Dossier : IMM-7579-13

Référence : 2015 CF 349

[TRADUCTION FRANÇAISE CERTIFIÉE, NON RÉVISÉE]

Ottawa (Ontario), le 19 mars 2015

En présence de monsieur le juge Phelan

ENTRE :

MALIK WAHEED AHMAD

demandeur

et

LE MINISTRE DE LA CITOYENNETÉ

ET DE L’IMMIGRATION

défendeur

JUGEMENT ET MOTIFS

I.                   Introduction

[1]               La Cour est saisie d’une demande de contrôle judiciaire de la décision par laquelle la Section de la protection des réfugiés (la SPR) a conclu que le demandeur n’était ni un réfugié au sens de la Convention ni une personne à protéger. La SPR a jugé que, dans cette affaire, la question déterminante était la crédibilité.

II.                Contexte

[2]               Le demandeur est un citoyen du Pakistan qui craint de retourner dans son pays en raison de la persécution que lui a valu son appartenance à l’ahmadisme. Les ahmadis considèrent que la secte ahmadie est une branche de l’islam, mais ils sont perçus à certains égards comme des non‑musulmans. Les parents du demandeur ont été élevés dans la foi ahmadie mais, en raison de violences exercées contre les ahmadis, ils ont abjuré leur foi et ont élevé leurs enfants dans le sunnisme. Au décès du père du demandeur, ce dernier a repris contact avec sa famille élargie, qui était restée fidèle à l’ahmadisme. Il a ensuite entamé son retour spirituel vers cette foi.

[3]               En 2007, il a fait une visite de deux mois au Canada pour y voir sa fille (issue de son premier mariage). Durant cette visite, il s’est lié d’amitié avec un voisin, un ahmadi, qui l’a entraîné dans la mosquée locale. Cela a abouti à sa conversion à l’occasion d’une cérémonie publique durant laquelle il a signé un document d’allégeance (Ba’ait). Sa deuxième épouse et les enfants issus de ce mariage y ont participé au téléphone.

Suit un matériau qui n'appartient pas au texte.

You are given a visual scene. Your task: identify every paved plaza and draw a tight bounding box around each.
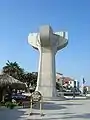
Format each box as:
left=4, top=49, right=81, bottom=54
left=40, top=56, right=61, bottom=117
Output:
left=0, top=99, right=90, bottom=120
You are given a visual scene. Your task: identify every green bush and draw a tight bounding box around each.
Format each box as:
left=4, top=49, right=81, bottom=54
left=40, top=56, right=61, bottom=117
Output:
left=5, top=102, right=17, bottom=109
left=0, top=101, right=5, bottom=106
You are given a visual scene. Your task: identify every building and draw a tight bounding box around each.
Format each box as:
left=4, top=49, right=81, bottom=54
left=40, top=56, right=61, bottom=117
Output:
left=56, top=72, right=63, bottom=85
left=56, top=72, right=79, bottom=89
left=75, top=79, right=79, bottom=89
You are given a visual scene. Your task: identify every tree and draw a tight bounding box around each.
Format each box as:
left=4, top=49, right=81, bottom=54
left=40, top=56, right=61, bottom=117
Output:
left=3, top=60, right=24, bottom=82
left=3, top=61, right=37, bottom=86
left=24, top=72, right=37, bottom=88
left=31, top=72, right=37, bottom=87
left=56, top=82, right=63, bottom=92
left=23, top=73, right=33, bottom=87
left=2, top=61, right=37, bottom=93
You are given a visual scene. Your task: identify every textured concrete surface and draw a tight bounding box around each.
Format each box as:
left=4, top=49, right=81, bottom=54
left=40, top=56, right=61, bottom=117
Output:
left=0, top=100, right=90, bottom=120
left=28, top=25, right=68, bottom=98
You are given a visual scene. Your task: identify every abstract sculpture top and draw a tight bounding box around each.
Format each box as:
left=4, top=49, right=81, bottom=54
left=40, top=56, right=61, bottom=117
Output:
left=28, top=25, right=68, bottom=53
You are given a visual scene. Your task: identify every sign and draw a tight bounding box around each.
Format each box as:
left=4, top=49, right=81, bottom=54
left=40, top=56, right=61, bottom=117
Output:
left=31, top=91, right=42, bottom=102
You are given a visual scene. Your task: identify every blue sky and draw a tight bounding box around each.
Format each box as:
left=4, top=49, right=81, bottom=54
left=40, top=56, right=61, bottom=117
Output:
left=0, top=0, right=90, bottom=85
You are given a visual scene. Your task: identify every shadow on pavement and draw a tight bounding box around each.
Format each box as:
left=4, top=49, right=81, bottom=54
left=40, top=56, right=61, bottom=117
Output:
left=61, top=113, right=90, bottom=119
left=0, top=107, right=26, bottom=120
left=42, top=113, right=90, bottom=120
left=48, top=112, right=74, bottom=116
left=59, top=103, right=83, bottom=106
left=33, top=102, right=67, bottom=110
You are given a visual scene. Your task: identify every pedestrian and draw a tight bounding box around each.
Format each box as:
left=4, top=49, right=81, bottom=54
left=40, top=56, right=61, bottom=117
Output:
left=83, top=86, right=87, bottom=96
left=73, top=87, right=75, bottom=98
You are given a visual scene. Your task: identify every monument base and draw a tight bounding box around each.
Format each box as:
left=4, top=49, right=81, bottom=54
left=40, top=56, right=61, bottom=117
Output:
left=35, top=86, right=57, bottom=99
left=36, top=87, right=65, bottom=101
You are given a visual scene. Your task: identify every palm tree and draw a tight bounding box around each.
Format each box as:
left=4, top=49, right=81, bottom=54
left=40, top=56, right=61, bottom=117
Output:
left=2, top=61, right=37, bottom=94
left=3, top=60, right=24, bottom=82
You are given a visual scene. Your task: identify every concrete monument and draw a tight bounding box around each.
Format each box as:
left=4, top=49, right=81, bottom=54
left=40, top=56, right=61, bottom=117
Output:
left=28, top=25, right=68, bottom=100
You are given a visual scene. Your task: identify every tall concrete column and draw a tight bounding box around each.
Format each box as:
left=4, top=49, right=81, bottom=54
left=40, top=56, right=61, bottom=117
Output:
left=28, top=25, right=68, bottom=99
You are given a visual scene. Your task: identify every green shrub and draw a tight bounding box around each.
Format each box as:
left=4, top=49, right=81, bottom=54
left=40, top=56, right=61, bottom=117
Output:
left=0, top=101, right=5, bottom=106
left=5, top=102, right=17, bottom=109
left=5, top=102, right=11, bottom=108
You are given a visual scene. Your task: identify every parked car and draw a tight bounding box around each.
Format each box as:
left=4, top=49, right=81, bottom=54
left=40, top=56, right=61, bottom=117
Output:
left=5, top=93, right=30, bottom=103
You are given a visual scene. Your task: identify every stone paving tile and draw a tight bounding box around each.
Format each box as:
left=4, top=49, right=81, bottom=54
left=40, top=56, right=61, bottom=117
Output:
left=0, top=100, right=90, bottom=120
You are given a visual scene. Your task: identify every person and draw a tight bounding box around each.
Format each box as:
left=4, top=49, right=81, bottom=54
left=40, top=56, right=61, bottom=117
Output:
left=73, top=87, right=75, bottom=98
left=83, top=86, right=87, bottom=96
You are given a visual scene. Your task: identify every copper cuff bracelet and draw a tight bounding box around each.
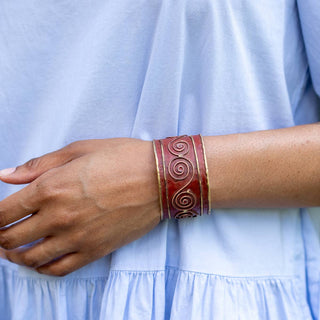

[4]               Comme sa fille au Canada, avec qui il vivait, demeurait résolument opposée à l’ahmadisme, la conversion du demandeur lui a été cachée jusqu’à son retour au Pakistan.

[5]               La demande d’asile du demandeur était fondée sur les conséquences de la « révélation publique » de son ahmadisme par sa fille, une résidente canadienne, et son ex-épouse. Ces conséquences ont notamment été la profération de menaces, une baisse de ses affaires, l’ostracisme populaire du demandeur et de sa famille, et la perpétration de voies de fait contre demandeur et son fils, lesquels ont par la suite été enlevés, puis libérés moyennant le paiement d’une rançon. Le demandeur est alors parti pour le Canada en juillet 2012 et a déposé sa demande d’asile.

[6]               Ayant déclaré que la crédibilité était la question déterminante, la SPR a noté que, tout au long de l’audience, de nombreuses contradictions, incohérences et invraisemblances sont manifestement ressorties du témoignage du demandeur d’asile et de la preuve documentaire. La SPR a estimé que les incohérences étaient au cœur de la demande d’asile, et que le demandeur d’asile n’avait fourni aucune explication raisonnable pour les justifier.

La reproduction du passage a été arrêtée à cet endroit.